Friedreich's ataxia is a rare hereditary neurodegenerative disease caused by decreased levels of the mitochondrial protein frataxin. Similar to other neurodegenerative pathologies, previous studies suggested that astrocytes might contribute to the progression of the disease. To fully understand the mechanisms underlying neurodegeneration in Friedreich's ataxia, we investigated the reactivity status and functioning of cultured human astrocytes after frataxin depletion using an RNA interference-based approach and tested the effect of pharmacologically modulating the SHH pathway as a novel neuroprotective strategy.

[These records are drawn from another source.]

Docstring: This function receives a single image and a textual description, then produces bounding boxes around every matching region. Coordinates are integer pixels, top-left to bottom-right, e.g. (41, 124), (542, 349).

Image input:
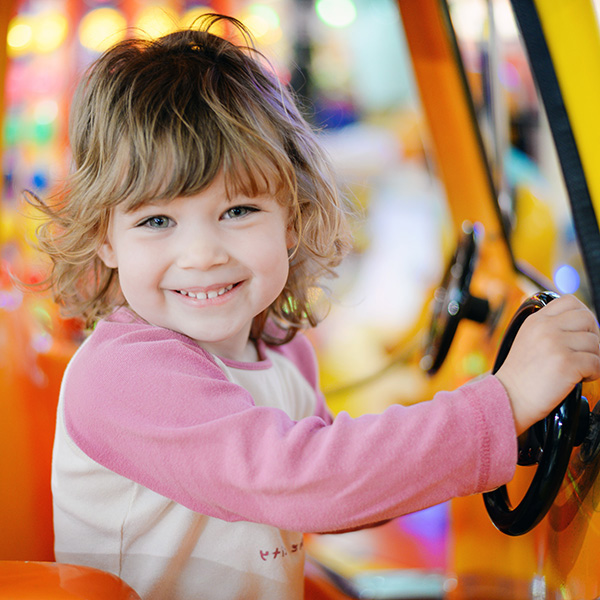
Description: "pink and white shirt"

(52, 309), (516, 600)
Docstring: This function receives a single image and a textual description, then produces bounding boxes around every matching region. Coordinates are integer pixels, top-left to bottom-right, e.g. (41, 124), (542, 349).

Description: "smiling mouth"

(177, 283), (237, 300)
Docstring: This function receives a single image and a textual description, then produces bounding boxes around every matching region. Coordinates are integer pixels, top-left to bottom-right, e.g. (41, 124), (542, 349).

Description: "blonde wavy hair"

(27, 15), (350, 343)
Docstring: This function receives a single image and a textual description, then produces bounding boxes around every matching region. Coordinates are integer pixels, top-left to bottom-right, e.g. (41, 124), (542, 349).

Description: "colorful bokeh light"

(79, 7), (127, 52)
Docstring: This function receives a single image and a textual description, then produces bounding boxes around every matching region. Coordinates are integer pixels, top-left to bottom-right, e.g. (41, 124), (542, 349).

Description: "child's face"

(99, 175), (292, 360)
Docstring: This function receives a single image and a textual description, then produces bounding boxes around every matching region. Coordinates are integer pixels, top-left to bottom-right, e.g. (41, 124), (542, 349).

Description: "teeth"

(179, 283), (233, 300)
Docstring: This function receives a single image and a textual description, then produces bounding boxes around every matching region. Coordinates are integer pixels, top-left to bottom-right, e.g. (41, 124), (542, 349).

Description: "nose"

(177, 228), (229, 271)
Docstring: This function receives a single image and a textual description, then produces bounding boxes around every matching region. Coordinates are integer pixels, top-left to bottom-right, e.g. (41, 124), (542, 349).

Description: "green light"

(315, 0), (356, 28)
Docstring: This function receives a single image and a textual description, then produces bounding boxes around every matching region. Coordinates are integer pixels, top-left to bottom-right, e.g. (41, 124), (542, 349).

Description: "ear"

(98, 237), (118, 269)
(285, 223), (298, 250)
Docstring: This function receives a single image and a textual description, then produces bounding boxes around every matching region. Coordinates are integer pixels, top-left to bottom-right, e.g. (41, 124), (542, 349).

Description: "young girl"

(31, 12), (600, 600)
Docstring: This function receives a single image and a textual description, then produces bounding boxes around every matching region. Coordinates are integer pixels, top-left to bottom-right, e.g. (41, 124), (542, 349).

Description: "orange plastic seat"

(0, 561), (140, 600)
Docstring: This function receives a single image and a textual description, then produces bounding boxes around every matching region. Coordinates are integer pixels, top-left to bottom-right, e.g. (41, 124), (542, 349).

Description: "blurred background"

(0, 0), (586, 580)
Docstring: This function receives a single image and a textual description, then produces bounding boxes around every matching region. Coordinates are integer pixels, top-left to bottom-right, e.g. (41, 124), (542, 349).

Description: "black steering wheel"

(421, 222), (490, 375)
(483, 292), (589, 536)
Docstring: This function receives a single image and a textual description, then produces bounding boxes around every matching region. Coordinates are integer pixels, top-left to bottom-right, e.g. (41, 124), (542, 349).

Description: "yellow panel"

(535, 0), (600, 223)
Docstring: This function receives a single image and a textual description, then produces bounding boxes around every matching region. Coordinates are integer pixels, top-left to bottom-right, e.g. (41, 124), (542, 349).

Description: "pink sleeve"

(64, 322), (516, 532)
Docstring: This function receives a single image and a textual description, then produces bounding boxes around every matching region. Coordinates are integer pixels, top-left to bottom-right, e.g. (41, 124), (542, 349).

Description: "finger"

(542, 294), (588, 315)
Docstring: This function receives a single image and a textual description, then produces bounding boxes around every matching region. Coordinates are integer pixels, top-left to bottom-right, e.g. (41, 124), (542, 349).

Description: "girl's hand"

(496, 296), (600, 435)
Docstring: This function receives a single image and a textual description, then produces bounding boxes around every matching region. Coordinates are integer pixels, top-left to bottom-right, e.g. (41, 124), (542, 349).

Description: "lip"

(171, 282), (242, 304)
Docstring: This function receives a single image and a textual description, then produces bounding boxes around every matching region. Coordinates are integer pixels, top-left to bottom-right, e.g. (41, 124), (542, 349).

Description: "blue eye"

(138, 215), (173, 229)
(223, 206), (258, 219)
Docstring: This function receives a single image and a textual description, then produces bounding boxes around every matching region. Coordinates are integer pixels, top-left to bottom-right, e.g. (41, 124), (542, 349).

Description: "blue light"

(554, 265), (580, 294)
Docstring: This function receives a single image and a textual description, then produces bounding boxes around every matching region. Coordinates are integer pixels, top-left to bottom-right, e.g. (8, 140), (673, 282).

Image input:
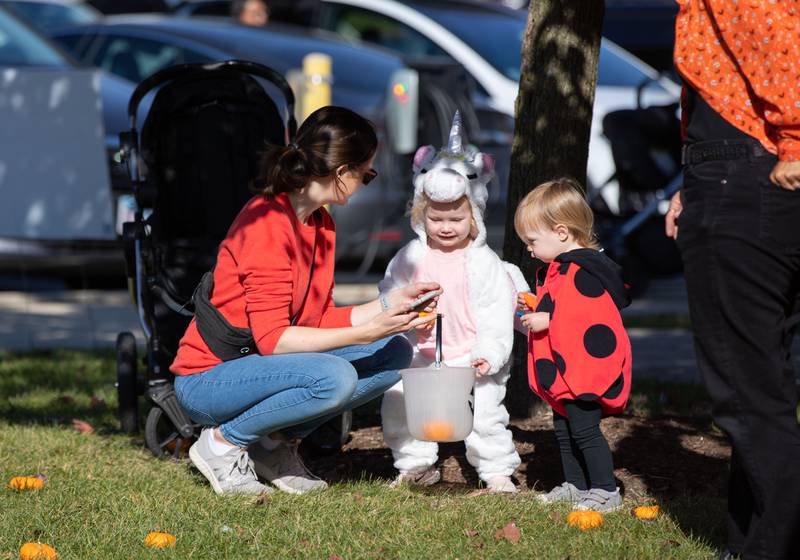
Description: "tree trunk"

(503, 0), (605, 416)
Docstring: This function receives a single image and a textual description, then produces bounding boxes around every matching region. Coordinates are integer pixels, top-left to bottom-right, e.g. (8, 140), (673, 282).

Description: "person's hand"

(364, 305), (436, 343)
(769, 161), (800, 191)
(386, 282), (442, 313)
(664, 191), (683, 239)
(519, 311), (550, 332)
(472, 358), (492, 377)
(517, 292), (533, 313)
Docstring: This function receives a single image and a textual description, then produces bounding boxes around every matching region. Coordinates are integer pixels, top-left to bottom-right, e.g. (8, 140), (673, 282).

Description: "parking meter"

(386, 68), (419, 154)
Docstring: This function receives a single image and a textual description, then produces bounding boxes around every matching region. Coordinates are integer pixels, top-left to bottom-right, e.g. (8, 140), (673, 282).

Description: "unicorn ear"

(412, 145), (436, 173)
(475, 153), (494, 177)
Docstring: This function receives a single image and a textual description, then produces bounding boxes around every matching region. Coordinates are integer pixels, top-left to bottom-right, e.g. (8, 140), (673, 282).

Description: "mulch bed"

(304, 413), (730, 500)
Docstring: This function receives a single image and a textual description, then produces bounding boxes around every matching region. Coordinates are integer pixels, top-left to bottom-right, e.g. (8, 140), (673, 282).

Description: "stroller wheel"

(144, 406), (200, 459)
(117, 332), (139, 434)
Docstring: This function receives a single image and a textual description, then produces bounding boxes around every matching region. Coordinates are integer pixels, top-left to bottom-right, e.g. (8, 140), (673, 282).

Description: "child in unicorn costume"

(379, 112), (529, 492)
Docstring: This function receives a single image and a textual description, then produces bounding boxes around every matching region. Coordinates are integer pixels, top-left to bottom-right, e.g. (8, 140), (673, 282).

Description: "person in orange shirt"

(170, 107), (439, 494)
(666, 0), (800, 559)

We observed loss of cell viability, mitochondrial alterations, increased autophagy and lipid accumulation in cultured astrocytes upon frataxin depletion. Besides, frataxin-deficient cells show higher expression of several A1-reactivity markers and release of pro-inflammatory cytokines. Interestingly, most of these defects were prevented by chronically treating the cells with the smoothened agonist SAG. Furthermore, in vitro culture of neurons with conditioned medium from frataxin-deficient astrocytes results in a reduction of neuronal survival, neurite length and synapse formation. However, when frataxin-deficient astrocytes were chronically treated with SAG, we did not observe these alterations in neurons.

Our results demonstrate that the pharmacological activation of the SHH pathway could be used as a target to modulate astrocyte reactivity and neuron-glia interactions to prevent neurodegeneration in Friedreich's ataxia.